Usually you’re better than this. When you’re cold, you’re clear; and when you’re wet, you’re warm. But several days in the past couple of weeks have been neither this nor that. Not quite cold and not quite rainy — and yet, too much of both.
Will it snow? Will it rain? Will it freeze? “Maybe” is a good answer only when it hasn’t happened yet. Too many days recently have earned a “maybe” after the fact. How did the steps get damp? Did I forget some layer that I should have worn?
Those few days have been not quite anything. Is that rain or is moisture condensing on me like a beer bottle in summer? Is that the sun, or did somebody spill some yellow that fell the wrong direction? It’s not quite clear. I don’t know where I stand.
I’ve never been good with the intermittent wiper settings of life. As a child, I wondered why anyone would ever use the “low” setting on a fan. Medium salsa always feels like a compromise. Sleeves can be sometimes rolled up and so they should.
Friends complain about your June gloom — those few days when summer gets shoved back into the future tense. Others dislike the teasingly summery days you drop into March most years. I tell them they don’t understand you, that you’re at your best when you keep everyone guessing.
But these recent days of “Meh” don’t keep people guessing. What do you say about a day that’s not quite anything? I’m content not knowing what weather you’ll bring today or tomorrow. Not knowing what we got yesterday is harder for me to take.
Kitchen blenders announce loudly that the indistinct is coming. These days have felt like life in a blender — but without the thunder. When everything’s a compromise, nobody ever gets what they want. We all want to feel like a winner, at least once in a while.
I love your winters best of all. The rain, the cold, the wind! I like them best when they come separately, I must admit. But then again, housebound has its own pleasures. I’d never read a book without your winter days. The crackle of a fire and the pelting rain outside make very good music together. Whip that wind and let it pour! Or whiten the noise and everything else with a blast of cold.
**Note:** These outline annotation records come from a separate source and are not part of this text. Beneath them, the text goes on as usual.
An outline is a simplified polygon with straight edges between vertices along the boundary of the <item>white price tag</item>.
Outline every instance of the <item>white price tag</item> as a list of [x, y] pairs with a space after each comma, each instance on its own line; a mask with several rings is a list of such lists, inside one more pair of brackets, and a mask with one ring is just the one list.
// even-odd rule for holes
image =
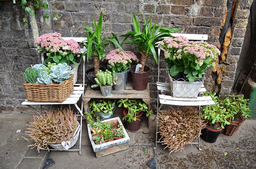
[[166, 116], [165, 117], [165, 118], [164, 118], [164, 120], [167, 120], [167, 119], [169, 119], [169, 117], [169, 117], [169, 116], [167, 115], [167, 116]]
[[64, 50], [65, 49], [67, 49], [69, 48], [69, 47], [67, 46], [64, 46], [62, 47], [62, 49], [63, 50]]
Nobody does snow days better than Eugene. We walk in the middle of the streets, daring cars to compete. We feel like post-industrial anarchists or wide-eyed children, wondering whether there’s a difference.
We love our snowpeople for more than their gender neutrality. We know they’ll outlast whatever blanket lies beneath them, asserting what was against whatever comes next. The here-and-now makes room for there-and-then. We remember best the lessons we learned too late. We’ve taught ourselves to mobilize against frigid nights. Thomas Egan, we remember you — even if we never knew you.
We’re ready for winter, Eugene. Give it to us, cold and hard. But save us from these middling days of nothing in particular.